Among the various LLMs available, deploying with the Llama-2-13B-Chat model was based on several key factors:
Deploying Different Inference Models
While we have chosen the Llama-2-13B-Chat model, it is important to note that organizations can deploy different inference models based on their specific needs from your organization and team NGC Private Registry. The choice of model can be influenced by factors such as the task's nature, the required accuracy level, and the computational resources available. Additional models can be found in NVIDIA's NGC Private Registry at https://registry.ngc.NVIDIA.com/models.
The first function of a RAG pipeline is to populate a repository with information from enterprise data sources. A large language model can only answer questions from the data used to train it. RAG supplements an LLM's foundational information with a database of additional knowledge that is more up to date, more relevant, or proprietary to the data owner.
Popular LLM programming frameworks such as LlamaIndex and LangChain provide connectors to many familiar enterprise data sources. This example pipeline uses an unstructured connector to input unstructured data such as text documents and PDFs.
A preprocessor prepares the data before it is added to the RAG database. Data preprocessing often determines the quality and relevancy of the data retrieved from the database to respond to a query. The preprocessor in this example splits the data into chunks based on sentence length. Other preprocessing activities include anonymization, deduplication, or toxicity filtering.
The processed data is then sent to the embedding microservice. Embedding converts data chunks into vector representations that can be efficiently searched and retrieved. This example uses the NV-Embed-QA embedding model, developed by NVIDIA, for efficient, GPU-accelerated document embedding.
The embeddings are then stored in a vector database for efficient search and retrieval through indexing. Many commercial and open-source vector databases have various cost/performance/reliability tradeoffs. This example pipeline uses PGvector, a vector database implementation of the popular Postgres SQL database.
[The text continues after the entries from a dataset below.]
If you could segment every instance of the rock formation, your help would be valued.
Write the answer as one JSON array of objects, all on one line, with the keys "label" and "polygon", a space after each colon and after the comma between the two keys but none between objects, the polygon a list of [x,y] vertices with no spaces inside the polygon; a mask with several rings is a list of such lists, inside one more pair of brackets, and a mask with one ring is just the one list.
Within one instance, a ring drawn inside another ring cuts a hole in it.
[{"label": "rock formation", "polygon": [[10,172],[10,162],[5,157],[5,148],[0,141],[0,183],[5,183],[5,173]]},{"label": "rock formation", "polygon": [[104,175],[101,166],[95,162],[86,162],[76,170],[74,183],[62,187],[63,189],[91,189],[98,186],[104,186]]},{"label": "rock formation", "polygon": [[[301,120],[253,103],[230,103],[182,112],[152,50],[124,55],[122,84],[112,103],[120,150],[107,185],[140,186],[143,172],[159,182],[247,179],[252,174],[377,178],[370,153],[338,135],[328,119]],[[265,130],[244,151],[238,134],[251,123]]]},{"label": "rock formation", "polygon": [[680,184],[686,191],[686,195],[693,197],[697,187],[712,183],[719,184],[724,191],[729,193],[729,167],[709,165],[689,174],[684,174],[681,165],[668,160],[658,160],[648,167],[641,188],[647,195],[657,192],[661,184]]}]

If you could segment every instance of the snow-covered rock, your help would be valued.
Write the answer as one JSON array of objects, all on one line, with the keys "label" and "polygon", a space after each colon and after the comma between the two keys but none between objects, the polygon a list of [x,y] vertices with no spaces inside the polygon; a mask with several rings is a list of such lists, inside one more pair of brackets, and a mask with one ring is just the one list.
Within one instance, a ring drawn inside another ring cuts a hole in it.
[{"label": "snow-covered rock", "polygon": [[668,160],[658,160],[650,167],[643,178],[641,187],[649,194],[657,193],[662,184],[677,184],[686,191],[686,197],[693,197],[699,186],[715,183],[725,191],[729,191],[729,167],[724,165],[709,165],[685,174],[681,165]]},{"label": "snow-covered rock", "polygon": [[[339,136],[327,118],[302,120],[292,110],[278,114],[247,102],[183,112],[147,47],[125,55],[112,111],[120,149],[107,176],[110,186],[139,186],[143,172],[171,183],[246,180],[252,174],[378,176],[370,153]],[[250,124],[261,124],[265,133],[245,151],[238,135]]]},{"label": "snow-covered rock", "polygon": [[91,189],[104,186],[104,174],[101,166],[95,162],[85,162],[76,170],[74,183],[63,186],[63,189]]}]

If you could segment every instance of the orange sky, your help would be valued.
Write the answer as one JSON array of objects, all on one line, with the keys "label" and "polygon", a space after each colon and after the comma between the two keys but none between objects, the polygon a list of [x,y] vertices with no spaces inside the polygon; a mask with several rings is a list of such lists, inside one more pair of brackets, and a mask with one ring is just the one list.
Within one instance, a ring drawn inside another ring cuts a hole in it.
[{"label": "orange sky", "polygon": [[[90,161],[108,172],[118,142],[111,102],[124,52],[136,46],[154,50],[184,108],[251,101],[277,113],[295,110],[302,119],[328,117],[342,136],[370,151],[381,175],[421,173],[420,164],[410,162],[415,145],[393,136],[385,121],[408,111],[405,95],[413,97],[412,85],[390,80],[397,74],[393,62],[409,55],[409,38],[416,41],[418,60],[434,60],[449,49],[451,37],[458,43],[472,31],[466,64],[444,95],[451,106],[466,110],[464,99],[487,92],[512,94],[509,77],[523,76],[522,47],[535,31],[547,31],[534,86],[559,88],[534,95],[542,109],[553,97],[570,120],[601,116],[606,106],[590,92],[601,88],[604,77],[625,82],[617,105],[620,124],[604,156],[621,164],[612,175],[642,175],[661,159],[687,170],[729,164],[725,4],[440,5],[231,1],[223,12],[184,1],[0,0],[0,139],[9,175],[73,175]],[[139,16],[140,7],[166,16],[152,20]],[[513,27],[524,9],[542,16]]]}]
PGvector supports several standard vector search and vector indexing approaches.
The PGvector database deployed in this reference design is backed by Dell PowerScale Network Attached Storage (NAS) for data persistence. The volume is exposed to the PGvector pod as a Kubernetes persistent volume claim from the Isilon storage class.
While PGvector is not GPU accelerated, the reference design supports using several GPU-accelerated vector databases such as Milvus, FAISS, and Redis.
Also note that, although it is not shown in this reference design, RAG administrators should implement a process for regular or continuous data ingestion to keep the database up to date.
Response generation is the RAG function that answers user queries once the pipeline is deployed into production. The Nemo Inference Microservice (NIM) generates the responses through LLM inference. The NIM uses the Llama-2-13b model in this example pipeline to create responses.
Next, the LLM initiates a search and retrieves relevant data from the vector database to enhance its response. In this design, the user query is vectorized using the same NV-Embed-QA model used during the document ingestion phase.
Vectorizing the query with the same embedding model facilitates efficient similarity search of the data embeddings. A critical distinction between RAG and traditional keyword search is that the vector database performs a semantic search to retrieve vectors that most closely resemble the intent of the user's query. The vectors are returned to the LLM as context to enhance the response generation. The LLM generates an answer streamed to the user and citations to the retrieved data chunks.
Although not implemented in this reference design, the pipeline supports prompt tuning to enhance retrievals' accuracy and relevance.